For a less obvious counterexample, consider $B=\pmatrix{2&0\\ 0&1},\,C=\pmatrix{0&1\\ 0&0}$ and $q=2$.
The statement in question is true if $BC$ is not nilpotent, i.e., if $BC$ has at least one nonzero eigenvalue, but your proof is valid only when both $B$ and $C$ are invertible.
Suppose $BC$ has at least one nonzero eigenvalue. Then $q$ must be nonzero, otherwise $BC=qCB=0$ has only zero eigenvalues. Let $\lambda$ be any nonzero eigenvalue of $BC$. Since $CB=\frac{1}{q}BC$, $\frac{1}{q}\lambda$ is an eigenvalue of $CB$. However, by Sylvester’s secular theorem, $BC$ and $CB$ have the same spectrum.

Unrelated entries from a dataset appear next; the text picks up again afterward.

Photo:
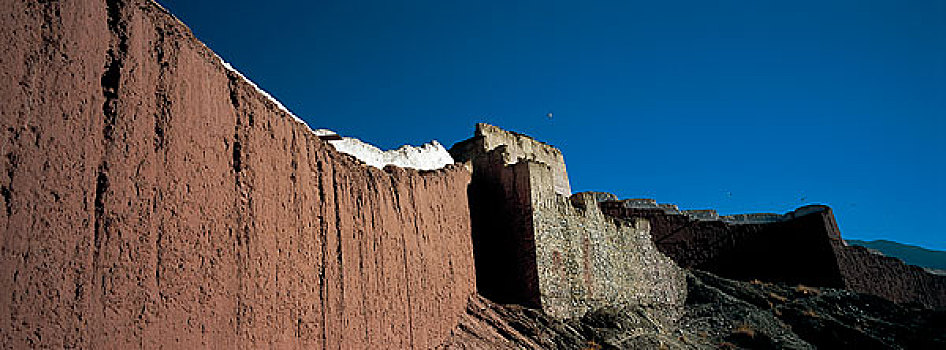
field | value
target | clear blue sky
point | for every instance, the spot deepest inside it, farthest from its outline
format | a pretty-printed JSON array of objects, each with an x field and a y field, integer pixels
[{"x": 742, "y": 106}]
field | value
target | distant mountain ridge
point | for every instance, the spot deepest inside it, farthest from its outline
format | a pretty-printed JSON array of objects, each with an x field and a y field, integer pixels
[{"x": 910, "y": 254}]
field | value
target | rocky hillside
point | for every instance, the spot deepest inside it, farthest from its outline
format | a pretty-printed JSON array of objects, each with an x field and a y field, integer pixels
[
  {"x": 719, "y": 314},
  {"x": 151, "y": 196}
]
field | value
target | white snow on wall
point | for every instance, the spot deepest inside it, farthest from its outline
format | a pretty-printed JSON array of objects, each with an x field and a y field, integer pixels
[{"x": 429, "y": 156}]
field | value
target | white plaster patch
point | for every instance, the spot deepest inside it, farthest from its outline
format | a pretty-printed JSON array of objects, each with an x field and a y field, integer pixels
[{"x": 429, "y": 156}]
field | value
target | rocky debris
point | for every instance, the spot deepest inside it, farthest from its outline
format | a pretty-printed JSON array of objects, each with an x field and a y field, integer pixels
[
  {"x": 153, "y": 197},
  {"x": 767, "y": 315},
  {"x": 719, "y": 313}
]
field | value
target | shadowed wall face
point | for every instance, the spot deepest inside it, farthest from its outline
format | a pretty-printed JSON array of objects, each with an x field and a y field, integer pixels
[
  {"x": 152, "y": 197},
  {"x": 538, "y": 248}
]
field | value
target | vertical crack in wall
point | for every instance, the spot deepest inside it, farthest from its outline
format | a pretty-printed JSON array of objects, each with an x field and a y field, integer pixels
[
  {"x": 323, "y": 246},
  {"x": 242, "y": 205},
  {"x": 338, "y": 244},
  {"x": 111, "y": 85},
  {"x": 162, "y": 99},
  {"x": 407, "y": 270}
]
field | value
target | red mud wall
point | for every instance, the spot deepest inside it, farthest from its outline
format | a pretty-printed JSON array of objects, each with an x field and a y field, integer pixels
[{"x": 151, "y": 197}]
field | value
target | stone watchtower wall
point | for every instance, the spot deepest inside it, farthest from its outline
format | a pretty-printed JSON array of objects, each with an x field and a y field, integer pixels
[{"x": 537, "y": 247}]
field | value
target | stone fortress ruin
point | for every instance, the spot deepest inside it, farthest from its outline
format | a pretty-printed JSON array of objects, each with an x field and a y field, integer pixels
[
  {"x": 153, "y": 196},
  {"x": 536, "y": 244}
]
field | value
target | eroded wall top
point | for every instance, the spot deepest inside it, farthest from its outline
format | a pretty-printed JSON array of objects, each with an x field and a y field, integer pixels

Hence $\frac{\lambda}{q}$ is also an eigenvalue of $BC$. So, inductively, every number in the list $\{\lambda,\frac{\lambda}{q},\frac{\lambda}{q^2},\frac{\lambda}{q^3}\ldots\}$ is an eigenvalue of $CB$. Since $CB$ has only finitely many eigenvalues, this list must contain repeated values. Hence $\frac{\lambda}{q^r}=\frac{\lambda}{q^s}$ for some $r<s$. In turn, $q^{r-s}=1$.